When news broke about Alex Rodriguez and Jennifer Lopez being interested in becoming managing owners of the Mets I was skeptical. Was this a concocted story by a desperate sports media looking to fill pages and airtime since there are no sporting events?
Even if they were serious about purchasing the Mets there are still questions that need to be answered. While they are wealthy they don’t have the kind of billionaire capital that is de rigeur for buying a pro sports team these days.
They will have to partner with a deep-pocketed white knight such as hedge fund operator Steve Cohen, whose previous offer the Mets current owners, the Wilpon family, spurned. Rodriguez’s former teammate, Derek Jeter, followed that route by having billionaire Bruce Sherman do the heavy financial lifting to purchase the Miami Marlins two years ago.
The entertainment trade magazine Variety reported last week that Rodriguez is working with healthcare financier Wayne Rothbaum on a bid for the Mets. According to Variety, Rothbaum is content to be an investor and have Rodriguez be the face of their proposed venture.
The key question is “Are the Wilpons truly serious about selling the Mets?” After the breakdown of talks with Cohen it’s easy to have doubts. For argument’s sake let’s assume the Wilpons are willing to sell. The problem is they’ll be understandably reluctant to also sell their profitable cable television network, SNY, which broadcasts the majority of Mets games.
Rodriguez has quietly become the most successful athlete turned entrepreneur since Magic Johnson. Last year he partnered with Anheuser-Busch to purchase the Dominican Republic’s top beer brand, El Presidente. He also owns a number of commercial and residential properties.

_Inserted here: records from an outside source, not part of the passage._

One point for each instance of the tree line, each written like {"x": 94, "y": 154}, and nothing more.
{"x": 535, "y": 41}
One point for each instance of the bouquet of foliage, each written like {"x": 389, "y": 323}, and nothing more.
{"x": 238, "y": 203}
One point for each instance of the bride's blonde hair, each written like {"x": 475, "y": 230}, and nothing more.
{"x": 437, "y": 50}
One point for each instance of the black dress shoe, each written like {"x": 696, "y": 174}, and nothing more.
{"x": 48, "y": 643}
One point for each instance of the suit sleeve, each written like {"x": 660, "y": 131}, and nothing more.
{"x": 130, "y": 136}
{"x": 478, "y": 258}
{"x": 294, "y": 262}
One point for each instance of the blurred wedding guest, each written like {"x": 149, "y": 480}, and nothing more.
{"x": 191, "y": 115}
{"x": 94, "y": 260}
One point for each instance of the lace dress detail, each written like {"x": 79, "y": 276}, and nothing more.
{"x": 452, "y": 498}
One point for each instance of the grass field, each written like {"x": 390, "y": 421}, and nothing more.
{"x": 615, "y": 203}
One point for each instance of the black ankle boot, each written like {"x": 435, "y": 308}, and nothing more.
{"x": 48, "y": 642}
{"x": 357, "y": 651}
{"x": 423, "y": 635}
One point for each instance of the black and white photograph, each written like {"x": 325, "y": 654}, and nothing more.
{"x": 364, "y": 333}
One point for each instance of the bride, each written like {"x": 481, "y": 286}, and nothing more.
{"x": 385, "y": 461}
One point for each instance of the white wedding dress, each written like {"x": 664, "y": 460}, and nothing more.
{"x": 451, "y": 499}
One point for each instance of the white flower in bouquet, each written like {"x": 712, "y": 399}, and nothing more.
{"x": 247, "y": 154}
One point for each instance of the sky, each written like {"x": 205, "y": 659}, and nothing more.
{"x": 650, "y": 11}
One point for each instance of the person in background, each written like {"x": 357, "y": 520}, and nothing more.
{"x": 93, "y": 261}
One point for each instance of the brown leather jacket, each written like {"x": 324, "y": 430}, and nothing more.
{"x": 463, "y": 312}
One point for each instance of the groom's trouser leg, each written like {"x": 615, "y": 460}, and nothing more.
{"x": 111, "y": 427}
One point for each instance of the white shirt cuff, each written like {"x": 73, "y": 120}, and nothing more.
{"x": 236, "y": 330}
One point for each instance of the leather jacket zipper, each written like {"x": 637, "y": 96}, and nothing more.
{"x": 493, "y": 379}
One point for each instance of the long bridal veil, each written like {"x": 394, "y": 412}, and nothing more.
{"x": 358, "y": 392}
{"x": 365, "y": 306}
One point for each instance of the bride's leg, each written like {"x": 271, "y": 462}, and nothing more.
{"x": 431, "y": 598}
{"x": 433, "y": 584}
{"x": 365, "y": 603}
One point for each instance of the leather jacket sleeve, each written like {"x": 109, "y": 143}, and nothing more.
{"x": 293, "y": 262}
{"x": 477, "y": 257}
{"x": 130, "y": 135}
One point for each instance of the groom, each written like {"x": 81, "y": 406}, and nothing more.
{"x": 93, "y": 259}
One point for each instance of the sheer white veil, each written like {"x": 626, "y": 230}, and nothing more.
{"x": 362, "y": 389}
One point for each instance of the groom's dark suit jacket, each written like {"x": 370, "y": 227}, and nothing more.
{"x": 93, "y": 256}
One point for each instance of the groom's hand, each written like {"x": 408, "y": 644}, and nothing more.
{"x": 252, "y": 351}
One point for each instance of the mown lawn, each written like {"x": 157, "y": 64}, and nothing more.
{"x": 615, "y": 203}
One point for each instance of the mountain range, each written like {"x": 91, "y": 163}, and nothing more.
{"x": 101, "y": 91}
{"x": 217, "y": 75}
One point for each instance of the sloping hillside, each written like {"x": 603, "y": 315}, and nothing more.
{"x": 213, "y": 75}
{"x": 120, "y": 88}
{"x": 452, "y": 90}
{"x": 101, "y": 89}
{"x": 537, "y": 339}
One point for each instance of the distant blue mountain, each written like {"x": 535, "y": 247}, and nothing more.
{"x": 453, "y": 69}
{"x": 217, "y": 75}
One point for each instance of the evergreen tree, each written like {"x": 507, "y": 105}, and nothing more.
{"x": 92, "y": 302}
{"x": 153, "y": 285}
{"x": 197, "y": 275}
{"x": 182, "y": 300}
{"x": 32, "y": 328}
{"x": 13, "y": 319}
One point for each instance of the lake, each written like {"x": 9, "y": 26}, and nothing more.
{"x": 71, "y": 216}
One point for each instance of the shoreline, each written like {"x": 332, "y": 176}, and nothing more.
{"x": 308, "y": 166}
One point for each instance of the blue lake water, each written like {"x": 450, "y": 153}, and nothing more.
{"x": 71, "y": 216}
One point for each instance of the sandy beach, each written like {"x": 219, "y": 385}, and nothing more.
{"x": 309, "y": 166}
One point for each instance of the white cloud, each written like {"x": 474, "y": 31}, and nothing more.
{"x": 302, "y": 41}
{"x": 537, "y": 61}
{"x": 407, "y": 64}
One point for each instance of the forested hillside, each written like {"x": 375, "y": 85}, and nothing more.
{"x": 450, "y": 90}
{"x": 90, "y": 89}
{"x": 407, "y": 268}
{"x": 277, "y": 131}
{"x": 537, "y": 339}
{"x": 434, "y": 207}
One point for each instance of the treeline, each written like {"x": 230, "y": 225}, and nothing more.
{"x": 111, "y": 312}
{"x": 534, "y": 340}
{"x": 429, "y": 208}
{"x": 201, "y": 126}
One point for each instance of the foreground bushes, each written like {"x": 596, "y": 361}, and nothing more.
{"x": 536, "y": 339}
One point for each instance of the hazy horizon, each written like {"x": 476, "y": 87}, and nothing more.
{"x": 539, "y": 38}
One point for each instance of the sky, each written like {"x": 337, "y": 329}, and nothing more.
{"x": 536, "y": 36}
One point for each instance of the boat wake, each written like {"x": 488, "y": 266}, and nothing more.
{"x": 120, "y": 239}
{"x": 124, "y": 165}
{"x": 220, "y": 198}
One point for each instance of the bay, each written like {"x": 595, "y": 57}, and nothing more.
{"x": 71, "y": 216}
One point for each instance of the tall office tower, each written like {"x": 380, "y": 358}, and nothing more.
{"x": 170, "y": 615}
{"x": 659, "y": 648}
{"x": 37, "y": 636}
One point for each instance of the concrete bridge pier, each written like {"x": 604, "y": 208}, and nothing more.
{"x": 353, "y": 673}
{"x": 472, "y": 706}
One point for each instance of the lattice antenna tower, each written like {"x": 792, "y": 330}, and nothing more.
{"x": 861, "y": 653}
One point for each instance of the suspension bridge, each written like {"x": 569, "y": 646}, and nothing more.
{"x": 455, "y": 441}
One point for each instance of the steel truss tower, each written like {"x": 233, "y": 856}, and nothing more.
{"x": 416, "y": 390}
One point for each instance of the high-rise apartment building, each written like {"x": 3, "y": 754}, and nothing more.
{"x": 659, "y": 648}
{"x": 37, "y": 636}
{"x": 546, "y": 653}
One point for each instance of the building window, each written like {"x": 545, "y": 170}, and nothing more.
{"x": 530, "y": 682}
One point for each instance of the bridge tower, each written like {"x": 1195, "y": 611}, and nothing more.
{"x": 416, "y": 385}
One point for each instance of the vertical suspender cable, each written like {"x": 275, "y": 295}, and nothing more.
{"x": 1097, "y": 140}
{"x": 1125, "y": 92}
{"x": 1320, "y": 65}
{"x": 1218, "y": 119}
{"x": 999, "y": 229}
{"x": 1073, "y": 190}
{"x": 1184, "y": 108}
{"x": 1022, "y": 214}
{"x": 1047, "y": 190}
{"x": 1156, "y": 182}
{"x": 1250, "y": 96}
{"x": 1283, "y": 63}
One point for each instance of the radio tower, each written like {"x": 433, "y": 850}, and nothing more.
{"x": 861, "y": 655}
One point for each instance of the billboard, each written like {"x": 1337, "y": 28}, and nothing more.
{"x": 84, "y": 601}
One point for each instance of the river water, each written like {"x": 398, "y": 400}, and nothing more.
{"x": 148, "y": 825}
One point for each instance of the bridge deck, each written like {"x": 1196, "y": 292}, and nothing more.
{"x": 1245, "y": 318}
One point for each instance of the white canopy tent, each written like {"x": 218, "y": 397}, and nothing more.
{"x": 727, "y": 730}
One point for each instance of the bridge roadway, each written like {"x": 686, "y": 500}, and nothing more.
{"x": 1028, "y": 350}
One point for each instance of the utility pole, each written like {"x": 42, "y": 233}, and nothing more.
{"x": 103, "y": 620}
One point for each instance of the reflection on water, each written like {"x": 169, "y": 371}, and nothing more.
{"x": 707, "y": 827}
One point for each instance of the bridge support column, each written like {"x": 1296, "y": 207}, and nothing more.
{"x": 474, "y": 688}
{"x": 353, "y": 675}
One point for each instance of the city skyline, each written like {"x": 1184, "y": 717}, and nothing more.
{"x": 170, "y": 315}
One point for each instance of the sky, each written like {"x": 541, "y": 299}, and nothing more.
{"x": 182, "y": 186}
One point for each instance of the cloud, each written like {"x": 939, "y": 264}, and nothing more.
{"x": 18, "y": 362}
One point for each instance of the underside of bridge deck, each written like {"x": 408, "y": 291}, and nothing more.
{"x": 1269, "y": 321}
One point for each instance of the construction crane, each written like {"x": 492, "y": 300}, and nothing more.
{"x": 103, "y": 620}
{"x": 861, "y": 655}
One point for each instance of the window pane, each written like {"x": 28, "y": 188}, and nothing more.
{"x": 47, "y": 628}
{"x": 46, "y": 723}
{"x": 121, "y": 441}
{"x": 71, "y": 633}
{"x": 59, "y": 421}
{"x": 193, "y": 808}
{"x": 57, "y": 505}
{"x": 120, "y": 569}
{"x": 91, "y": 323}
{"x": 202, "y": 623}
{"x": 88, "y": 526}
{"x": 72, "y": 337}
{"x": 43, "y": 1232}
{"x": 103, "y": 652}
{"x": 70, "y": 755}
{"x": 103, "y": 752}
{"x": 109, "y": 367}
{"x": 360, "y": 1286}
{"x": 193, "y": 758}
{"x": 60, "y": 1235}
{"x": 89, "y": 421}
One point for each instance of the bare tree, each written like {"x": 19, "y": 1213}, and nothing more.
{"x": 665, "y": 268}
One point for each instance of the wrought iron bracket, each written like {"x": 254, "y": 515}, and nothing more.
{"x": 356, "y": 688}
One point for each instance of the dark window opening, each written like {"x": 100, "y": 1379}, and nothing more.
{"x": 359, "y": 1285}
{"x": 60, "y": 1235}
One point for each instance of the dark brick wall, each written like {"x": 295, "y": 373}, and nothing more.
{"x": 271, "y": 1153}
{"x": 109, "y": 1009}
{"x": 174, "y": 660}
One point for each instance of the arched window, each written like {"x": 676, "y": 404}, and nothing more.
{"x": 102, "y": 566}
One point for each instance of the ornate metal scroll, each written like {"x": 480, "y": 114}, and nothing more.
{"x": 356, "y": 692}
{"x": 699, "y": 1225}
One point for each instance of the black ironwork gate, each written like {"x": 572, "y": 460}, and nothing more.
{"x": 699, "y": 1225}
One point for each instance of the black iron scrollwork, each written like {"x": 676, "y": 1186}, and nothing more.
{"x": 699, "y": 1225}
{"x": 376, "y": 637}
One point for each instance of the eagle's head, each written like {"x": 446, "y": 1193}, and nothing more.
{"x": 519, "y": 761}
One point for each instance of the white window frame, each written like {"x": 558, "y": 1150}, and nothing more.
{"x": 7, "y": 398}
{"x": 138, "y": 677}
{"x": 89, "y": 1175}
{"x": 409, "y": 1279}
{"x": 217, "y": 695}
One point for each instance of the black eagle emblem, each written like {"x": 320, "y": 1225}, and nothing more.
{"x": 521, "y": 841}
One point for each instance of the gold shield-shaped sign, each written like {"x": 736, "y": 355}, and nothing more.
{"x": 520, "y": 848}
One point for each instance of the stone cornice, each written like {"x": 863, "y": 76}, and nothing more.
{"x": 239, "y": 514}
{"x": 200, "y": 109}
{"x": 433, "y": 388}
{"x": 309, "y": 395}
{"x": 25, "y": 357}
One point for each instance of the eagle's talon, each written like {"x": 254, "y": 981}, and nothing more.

The one industry that A-Rod knows better than any other, however, is television. He works for ESPN and Fox Sports. In addition, he hosts CNBC’s “Back in the Game,” in which he dispenses financial advice to retired athletes who find themselves down on their luck. There is no way Rodriguez would contemplate buying the Mets without also obtaining SNY.
Sorry, Mets fans. I don’t see a change in ownership in the foreseeable future.
NFL Commissioner Roger Goodell deserves a Sports Emmy for the way he handled the remote telecast of the draft from the basement of his Westchester home. He admitted that he missed the traditional booing from the crowd that he gets onstage. Goodell was well aware of another draft tradition. Before the Jets made their second-round pick he implored fans to boo. They’ve often been right in doing so.
See the extended version of Sports Beat every week only at qchron.com.
Life and style
The cold opening of “Saturday Night Live,” which had Brad Pitt playing Dr. Anthony Fauci, may have been the best ever in the history of the show. Even staunch Republicans had to chuckle.
Jerry Springer, who grew up in Kew Gardens and attended PS 99, Russell Sage Junior High and Forest Hills High School, stopped producing new episodes of his outrageous “The Jerry Springer Show” last year.
That doesn’t mean he is no longer doing new episodic daytime television. Springer, who was an attorney before becoming mayor of Cincinnati and later a TV star, has dusted off his legal background for a new small claims court show, “Judge Jerry.”
Springer obviously knows that there’s a glut of daytime talk shows so to differentiate his from the pack, nearly all of the litigants would easily have been at home appearing on his old talk show.
In one case, a man riding a bicycle sued a motorist for hitting him in the crosswalk. The plaintiff seemed more upset at not getting to the marijuana store before it closed than over any physical harm he may have sustained. In another one, a woman accused a man of acting like a pimp. When the defendant protested, Springer deadpanned “So you see yourself as a mentor!”
“Judge Jerry” airs weekdays at 2 p.m. on WPIX. My guess is “Judge Judy” Scheindlin can’t be very happy with him.
Marshmallows have long been a snack staple. I grew up loving Campfire Marshmallows, which has been an American institution for over a century.
Campfire is getting some new competition from a new marshmallow baker, Stuffed Puffs (stuffedpuffs.com). What makes them different is that all the marshmallows are stuffed with milk chocolate.
This is a guilty pleasure worth indulging while sheltering at home. Hopefully Stuffed Puffs can also be used at marshmallow roasts this summer if things can get back to near normal.